The Sweetest Hot Stuff: Double-Ginger Bundt Cake

When I was a kid, I refused to eat ginger and spent a lot of time picking ginger slivers and slices out of my food. All of my mother's and grandmother's home cooking was Asian food, so there was ginger to avoid on a daily basis. But as an adult, ginger is one of my favorite flavors in baking, especially when it comes in candied form.

So I was pretty sure I would like the Double-Ginger Bundt Cake recipe I found on epicurious.com. Not only does the batter include both powdered ginger and crystallized ginger, but the headnote promised a "sparkly crust" from turbinado sugar sprinkled on the buttered Bundt pan. To make the cake batter, you beat room temperature butter with sugar; add eggs, an egg yolk, and vanilla; alternately add the dry ingredients (flour, ground ginger, baking powder, and salt) and sour cream; and mix in crystallized ginger. You spread the batter into a pan that has been buttered and coated in raw sugar, and bake.
When I unmolded the cake I was disappointed that the outside of the cake didn't sparkle. The large crystals of turbinado sugar were embedded into the crust and my cake looked nothing like the photo included online with the recipe (and I really don't understand how you could achieve the sparkly look in that photo without applying sugar after baking). But after tasting the cake, I didn't care. The raw sugar might not have looked like much, but it gave the crust a wonderfully satisfying crunch. And the dense buttery cake did a great job showcasing the sweet and mildly hot flavor of the ginger.

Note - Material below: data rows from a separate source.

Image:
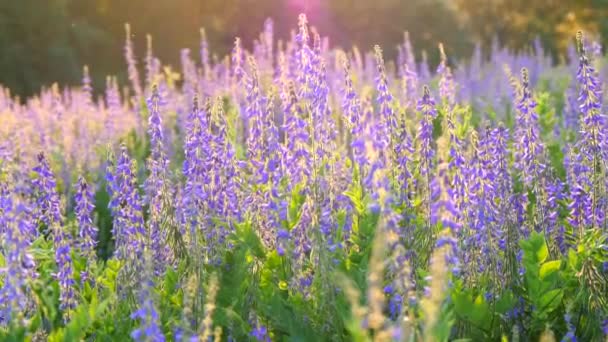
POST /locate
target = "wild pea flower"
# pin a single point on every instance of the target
(447, 91)
(132, 63)
(84, 209)
(225, 172)
(304, 55)
(387, 125)
(48, 199)
(126, 206)
(593, 121)
(529, 147)
(113, 107)
(426, 105)
(444, 211)
(581, 201)
(19, 269)
(48, 202)
(196, 167)
(153, 65)
(352, 110)
(297, 155)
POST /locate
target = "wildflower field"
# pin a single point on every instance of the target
(297, 192)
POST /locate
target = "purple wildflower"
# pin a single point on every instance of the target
(48, 199)
(84, 209)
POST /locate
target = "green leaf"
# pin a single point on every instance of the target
(549, 268)
(551, 300)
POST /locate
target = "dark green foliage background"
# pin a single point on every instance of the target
(49, 41)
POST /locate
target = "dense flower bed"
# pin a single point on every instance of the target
(297, 192)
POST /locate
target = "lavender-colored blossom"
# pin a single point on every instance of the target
(19, 269)
(529, 147)
(48, 201)
(426, 106)
(593, 121)
(84, 210)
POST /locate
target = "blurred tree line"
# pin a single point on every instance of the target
(44, 41)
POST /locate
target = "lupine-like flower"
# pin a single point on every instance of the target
(426, 106)
(48, 199)
(19, 269)
(444, 211)
(593, 122)
(125, 204)
(84, 210)
(529, 147)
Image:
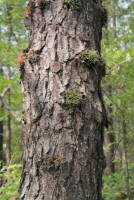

I didn't make the ginger-infused strawberries included with the recipe because I was taking this cake to work and I try to limit office baked goods to hand foods to eliminate the need for plates and forks. Fortunately, it turns out that this cake is perfect just as is. I think one reason my testers loved it is that I used Penzey's Australian crystallized ginger. I consider Penzey's the gold standard of candied ginger, but it comes with the corresponding wallet-busting price; this cake required about $10 worth. But sometimes you get what you pay for -- every tender and sweet nugget in the cake was a treasure.

Recipe: "Double-Ginger Sour Cream Bundt Cake with Ginger-Infused Strawberries" from epicurious.com.